Whether it’s because they never thought his “Back Page” “articles” were funny in the first place, or because they gradually began to discern the formulaic and insipid nature of most of his jokes and premises, or because he has cast aspersions on too many members of the fragile Graduate Center community, or because his articles have now reached a new low of self-referential aggrandizement — one thing is clear. According to a recent poll, satire columnist Matt Lau is persona non-grata at the Grad Center these days.
The poll was conducted by a group of students concerned about the diminishing levels of humor and wit in the official satire column of the university.
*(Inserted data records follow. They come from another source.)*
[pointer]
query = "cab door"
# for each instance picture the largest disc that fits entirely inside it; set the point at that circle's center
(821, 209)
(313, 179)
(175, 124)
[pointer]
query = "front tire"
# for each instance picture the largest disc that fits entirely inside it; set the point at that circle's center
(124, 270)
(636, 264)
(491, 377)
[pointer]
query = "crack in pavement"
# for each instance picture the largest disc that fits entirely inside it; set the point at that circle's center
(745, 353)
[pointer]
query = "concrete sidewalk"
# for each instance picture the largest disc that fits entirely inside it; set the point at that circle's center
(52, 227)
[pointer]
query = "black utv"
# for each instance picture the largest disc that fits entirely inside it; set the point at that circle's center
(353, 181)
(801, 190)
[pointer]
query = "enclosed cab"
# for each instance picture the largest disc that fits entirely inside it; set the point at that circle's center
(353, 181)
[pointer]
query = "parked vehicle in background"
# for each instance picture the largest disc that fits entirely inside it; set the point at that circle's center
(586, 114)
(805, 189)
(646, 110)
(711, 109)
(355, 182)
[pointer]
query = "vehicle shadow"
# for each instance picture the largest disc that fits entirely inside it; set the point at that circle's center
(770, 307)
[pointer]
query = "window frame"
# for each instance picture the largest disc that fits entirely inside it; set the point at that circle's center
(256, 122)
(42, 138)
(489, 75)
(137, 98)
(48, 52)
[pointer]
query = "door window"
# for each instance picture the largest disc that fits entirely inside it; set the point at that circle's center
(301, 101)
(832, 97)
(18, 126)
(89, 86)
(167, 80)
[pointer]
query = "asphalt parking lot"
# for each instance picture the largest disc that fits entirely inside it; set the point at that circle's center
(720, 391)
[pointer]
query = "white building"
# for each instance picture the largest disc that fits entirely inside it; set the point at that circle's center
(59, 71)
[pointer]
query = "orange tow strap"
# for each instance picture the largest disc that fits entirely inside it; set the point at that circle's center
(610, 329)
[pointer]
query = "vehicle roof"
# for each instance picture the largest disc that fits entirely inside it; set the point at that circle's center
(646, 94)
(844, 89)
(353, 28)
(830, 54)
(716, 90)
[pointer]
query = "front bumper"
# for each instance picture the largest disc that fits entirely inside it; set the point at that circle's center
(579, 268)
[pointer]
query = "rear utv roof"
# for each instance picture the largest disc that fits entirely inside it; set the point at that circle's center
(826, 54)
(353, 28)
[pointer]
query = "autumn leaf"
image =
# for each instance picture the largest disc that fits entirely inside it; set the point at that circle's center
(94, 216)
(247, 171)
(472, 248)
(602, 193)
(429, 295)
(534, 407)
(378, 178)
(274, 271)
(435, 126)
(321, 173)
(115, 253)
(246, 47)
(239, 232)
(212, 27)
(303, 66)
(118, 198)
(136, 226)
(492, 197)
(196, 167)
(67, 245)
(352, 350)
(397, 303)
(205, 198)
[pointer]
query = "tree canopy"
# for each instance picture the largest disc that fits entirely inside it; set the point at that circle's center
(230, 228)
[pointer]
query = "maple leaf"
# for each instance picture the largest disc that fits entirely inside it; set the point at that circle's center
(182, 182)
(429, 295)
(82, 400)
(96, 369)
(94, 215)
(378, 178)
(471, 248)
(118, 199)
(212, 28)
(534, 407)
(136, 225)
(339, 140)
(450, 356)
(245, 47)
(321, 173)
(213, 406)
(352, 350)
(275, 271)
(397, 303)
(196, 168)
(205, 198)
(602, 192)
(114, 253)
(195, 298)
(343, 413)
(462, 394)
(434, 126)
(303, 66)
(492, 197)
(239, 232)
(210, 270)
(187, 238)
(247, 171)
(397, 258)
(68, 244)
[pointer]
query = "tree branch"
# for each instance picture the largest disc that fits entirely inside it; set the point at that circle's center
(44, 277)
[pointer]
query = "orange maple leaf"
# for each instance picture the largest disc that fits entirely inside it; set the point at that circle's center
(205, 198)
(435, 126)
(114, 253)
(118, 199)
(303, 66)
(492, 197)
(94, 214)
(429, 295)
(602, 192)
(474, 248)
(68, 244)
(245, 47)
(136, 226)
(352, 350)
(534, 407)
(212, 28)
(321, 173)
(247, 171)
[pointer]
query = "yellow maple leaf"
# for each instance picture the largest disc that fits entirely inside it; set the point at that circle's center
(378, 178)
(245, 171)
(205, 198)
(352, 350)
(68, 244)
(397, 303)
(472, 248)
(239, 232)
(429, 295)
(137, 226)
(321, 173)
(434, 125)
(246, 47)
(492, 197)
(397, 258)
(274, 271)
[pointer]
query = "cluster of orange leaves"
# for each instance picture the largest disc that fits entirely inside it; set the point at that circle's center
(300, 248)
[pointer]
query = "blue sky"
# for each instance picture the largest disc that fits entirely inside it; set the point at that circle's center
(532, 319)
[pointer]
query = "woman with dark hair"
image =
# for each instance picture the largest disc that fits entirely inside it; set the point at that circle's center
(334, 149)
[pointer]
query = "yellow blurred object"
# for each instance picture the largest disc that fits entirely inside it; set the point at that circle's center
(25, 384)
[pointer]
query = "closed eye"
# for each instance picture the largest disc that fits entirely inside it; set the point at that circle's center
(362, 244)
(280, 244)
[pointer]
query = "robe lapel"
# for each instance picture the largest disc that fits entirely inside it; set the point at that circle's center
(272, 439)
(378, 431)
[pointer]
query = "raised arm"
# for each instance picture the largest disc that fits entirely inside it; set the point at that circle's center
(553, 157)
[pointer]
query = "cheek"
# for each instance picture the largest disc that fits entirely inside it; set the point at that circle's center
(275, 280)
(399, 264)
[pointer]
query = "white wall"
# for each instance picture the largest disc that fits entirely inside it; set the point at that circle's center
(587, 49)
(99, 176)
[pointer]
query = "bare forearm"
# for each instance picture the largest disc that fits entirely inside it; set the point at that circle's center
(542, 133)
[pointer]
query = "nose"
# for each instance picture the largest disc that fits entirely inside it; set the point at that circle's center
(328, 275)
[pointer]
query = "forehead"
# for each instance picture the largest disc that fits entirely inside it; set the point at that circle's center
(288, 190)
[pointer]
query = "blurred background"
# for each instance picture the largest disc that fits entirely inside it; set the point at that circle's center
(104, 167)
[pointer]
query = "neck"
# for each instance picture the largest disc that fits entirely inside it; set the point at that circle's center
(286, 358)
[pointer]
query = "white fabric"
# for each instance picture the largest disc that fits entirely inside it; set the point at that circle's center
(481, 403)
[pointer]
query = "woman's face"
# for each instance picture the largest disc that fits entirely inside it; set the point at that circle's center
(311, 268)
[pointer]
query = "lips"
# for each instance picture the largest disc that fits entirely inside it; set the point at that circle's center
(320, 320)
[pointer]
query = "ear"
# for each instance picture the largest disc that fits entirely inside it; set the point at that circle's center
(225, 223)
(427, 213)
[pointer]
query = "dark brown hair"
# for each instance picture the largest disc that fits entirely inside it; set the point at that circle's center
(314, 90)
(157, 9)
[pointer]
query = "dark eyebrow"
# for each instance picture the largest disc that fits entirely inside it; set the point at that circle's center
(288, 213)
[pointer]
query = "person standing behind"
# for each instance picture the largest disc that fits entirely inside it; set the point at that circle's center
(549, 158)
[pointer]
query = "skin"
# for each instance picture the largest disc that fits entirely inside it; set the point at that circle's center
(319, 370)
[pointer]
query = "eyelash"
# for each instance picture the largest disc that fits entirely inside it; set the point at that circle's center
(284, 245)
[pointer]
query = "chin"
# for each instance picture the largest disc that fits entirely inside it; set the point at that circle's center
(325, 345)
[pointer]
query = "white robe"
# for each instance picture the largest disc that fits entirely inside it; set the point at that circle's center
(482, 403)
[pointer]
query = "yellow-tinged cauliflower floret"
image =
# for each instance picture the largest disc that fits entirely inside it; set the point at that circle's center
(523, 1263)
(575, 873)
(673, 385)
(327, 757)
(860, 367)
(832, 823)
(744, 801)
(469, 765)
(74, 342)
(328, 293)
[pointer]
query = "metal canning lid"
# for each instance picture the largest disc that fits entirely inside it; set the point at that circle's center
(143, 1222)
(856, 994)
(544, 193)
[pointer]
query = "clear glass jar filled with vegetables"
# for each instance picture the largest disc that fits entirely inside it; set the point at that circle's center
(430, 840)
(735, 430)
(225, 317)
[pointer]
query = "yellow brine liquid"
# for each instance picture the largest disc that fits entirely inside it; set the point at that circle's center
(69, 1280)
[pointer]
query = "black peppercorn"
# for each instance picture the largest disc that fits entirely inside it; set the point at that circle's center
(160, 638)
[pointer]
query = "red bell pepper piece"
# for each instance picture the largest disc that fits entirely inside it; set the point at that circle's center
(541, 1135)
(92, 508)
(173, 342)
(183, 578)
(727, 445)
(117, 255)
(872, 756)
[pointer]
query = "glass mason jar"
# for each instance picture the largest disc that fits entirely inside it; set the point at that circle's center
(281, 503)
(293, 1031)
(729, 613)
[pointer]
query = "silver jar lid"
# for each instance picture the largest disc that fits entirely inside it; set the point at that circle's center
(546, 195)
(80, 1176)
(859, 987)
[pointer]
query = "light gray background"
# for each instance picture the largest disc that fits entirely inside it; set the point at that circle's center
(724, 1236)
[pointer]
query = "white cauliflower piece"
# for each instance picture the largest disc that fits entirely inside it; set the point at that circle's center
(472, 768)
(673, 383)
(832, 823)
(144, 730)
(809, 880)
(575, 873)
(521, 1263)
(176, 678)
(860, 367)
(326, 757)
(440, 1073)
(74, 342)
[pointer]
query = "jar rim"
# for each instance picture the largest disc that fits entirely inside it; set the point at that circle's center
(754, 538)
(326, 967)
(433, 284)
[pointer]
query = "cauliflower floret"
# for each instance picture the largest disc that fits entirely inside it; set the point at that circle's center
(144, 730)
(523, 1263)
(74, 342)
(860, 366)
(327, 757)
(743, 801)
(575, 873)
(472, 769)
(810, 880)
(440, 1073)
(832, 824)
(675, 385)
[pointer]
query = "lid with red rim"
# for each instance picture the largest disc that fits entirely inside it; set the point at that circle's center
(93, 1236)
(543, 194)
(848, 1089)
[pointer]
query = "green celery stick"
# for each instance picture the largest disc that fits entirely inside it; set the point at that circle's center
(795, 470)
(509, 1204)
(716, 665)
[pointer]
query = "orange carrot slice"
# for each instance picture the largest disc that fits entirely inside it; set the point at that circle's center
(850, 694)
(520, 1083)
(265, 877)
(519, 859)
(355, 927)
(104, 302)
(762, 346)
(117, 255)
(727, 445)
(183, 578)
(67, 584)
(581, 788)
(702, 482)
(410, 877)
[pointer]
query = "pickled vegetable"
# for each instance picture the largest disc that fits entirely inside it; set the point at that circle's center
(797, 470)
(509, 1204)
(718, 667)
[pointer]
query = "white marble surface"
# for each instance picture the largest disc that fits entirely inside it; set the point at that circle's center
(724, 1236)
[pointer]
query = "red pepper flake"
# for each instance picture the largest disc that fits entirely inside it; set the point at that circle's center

The poll asked students whether they approved of Lau’s column, disapproved of it, or had no opinion. 90 percent of respondents had no opinion, while the other person who participated expressed vituperative disapproval.
Poll spokesperson, Mark Schiebe, who was coincidentally also the one person to disapprove of Lau in the anonymous poll, had this to say, “It would be is easy to tolerate the disreputable imagination of Lau if the offensive scenarios he came up with were at all funny.
“But what, may I ask, is funny about faculty freezing to death during a bikini car wash fundraiser in February or starving students once again eating the free computer paper in the library for their Thanksgiving meal or the History Department’s softball team medaling at the Special Olympics or the University President spooning with another professor for a promotional “Men of the GC” wall calendar or suggesting that the GC would be taken over by Interboro Technical College because it has superior job placement support?
“Generously speaking, perhaps these sordid and outrageous ideas could in themselves have made for useful satire premises, but again and again Lau has resorted to cheap bits, gags, puns, and when all else fails, the photoshop skills of the Advocate’s layout editor. Over and over he has relied for his premises on puns,” said a visibly angry Schiebe, who looked tired from a long day of polling himself again. “The Graduate Center and the Guitar Center, President Kelly and R&B singer R Kelly, Oral Examinations and the Freudian Oral Stage; respected Professor Jerry Watts and the Diogenes of Midtown Jerry Watts. These puns are about as funny as jokes about persons with no arms and legs or babies with spears in their heads. Sure, at first you laugh, but then you feel guilty and dirty, even after you’ve taken a few cold showers.”
When asked whether he had burned out or faded away, in a typical example of his lack of literary discipline, Lau attempted to quote both Peter Tosh and Bon Jovi at the same time in what he thought was a hilarious joke. “I’m a cowboy on a steel horse I ride, and I’m wanted dread or alive. Look I was just trying to make a little money to pay down my tab at O’Reilly’s. And yeah, it is kind of fun to slander good honest people; it makes me feel like a right-wing media commentator. But I can’t stop now, after all the shaming I did of how our boss, Advocate ‘editor at-large’ James Hoff, only paid us with his unused food stamps for writing for the paper, we’ve finally gotten a raise! In addition to our $50 dollars a month, I now get a Papa John’s pizza coupon book that James only made me pay $25 for! I can’t tell you how many half-eaten extra-large meat-lovers there are at Mark Schiebe’s apartment right now. And I’m not even talking about the pizzas!”
Don’t despair Matt; I still think your “articles” are as funny as ever. I just hope you didn’t think that coupon book was going to be a regular thing – that was your yearly review bonus.
As catcher and spokesperson for the History Program softball team, I commend M. Lau’s accurate reporting of our near win at the Special Olympics. We are delighted to bring home the bronze and hope to make a run at silver in 2010!